Hope emerged today. I skipped basketball and hit the coffee shop by 8:15AM or so. I revised chapters one and three of the dissertation. Both look like they’re in decent shape, and I’ll hand them back to my advisor at a Tuesday meeting. Chapter two is a bit trickier. I have to read through her notes again if I want to make progress this weekend. I’m torn on how to spend my time the next three days. On one hand, if I haul ass on the writing I could probably hand in a draft of chapter two as well on Tuesday. On the other hand M and the kids leave for Florida Wednesday, so I’ll have Thursday to work through chapter two’s revisions. I don’t know. I don’t think I want to work on the paper at home, though. The kids become too confused by my working at the dining room table when they want to hang out. If I can sneak out for an hour or two, I’ll think about it. Maybe not. Monday already looks like a motherfucker. I need to grade papers in the morning, hit the office in the afternoon, and teach all night. Tuesday is only a little better. Wednesday morning M and the kids leave. I’m resenting the dissertation today, although I’m happy with my progress.
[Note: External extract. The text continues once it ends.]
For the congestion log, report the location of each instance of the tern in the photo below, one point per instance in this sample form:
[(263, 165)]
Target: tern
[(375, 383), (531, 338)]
I guess I just don’t see how the dissertation has made me a smarter or wiser person. I would have been better served by reading on my own. You know how it is.
Ten Bullet Post…here we go…
* I feel fat about seventeen hours of every day lately. I need to eat better. My stomach churns a lot. Stupid diet coke.
* I haven’t meditated regularly, either. Tomorrow! I swear! I need it.
* A few minutes ago I finished a re-reading of Klosterman’s “Killing Yourself to Live”. I liked the book better the second time around. I’m skipping around through Ha Jin and Murikami’s short stories. I’m tempted to pick up another of the Murikami novels.
* finished watching the documentary on eastern philosophy. I’m glad I watched the film, but I’m still not sure I could explain Shinto or Confucianism very well.
* Last Monday I stopped at a Barnes on Noble, on my wake to teach, and read the first twenty pages of Nietzsche’s “Thus Spake Zarathustra”. I hadn’t picked up Nietzsche since I was a college student, and everyone knows a college student reading Nietzsche is wasting his time and trying to look cool. On Monday, though, I found the book fascinating. I’d rather read Nietzsche then work on my dissertation.
* Maybe tomorrow I’ll clean something or cook something new. I always feel better when I do one or the other.
* M received an email from a fairly large national magazine expressing some interest in publishing one or more of her scavenger hunts. Wow…good for her.
* Today I bought new headphones for my mp3 player. They felt like a decadent extravagance, but they’re way more comfortable than the tiny ear-headphones, and I’m thinking Italy when I make a purchase of this nature.
* Speaking of Italy, my birth certificate finally arrived. Forty bucks! I can’t believe I paid that much to prove I’m alive. Again, I’m trying to frame this as a very small fee I can pay to facilitate an otherwise free trip to Italy. Thank God we’re not totally broke.
* M is snoring as we speak. I hope I can get some sleep tonight. Melatonin, anyone?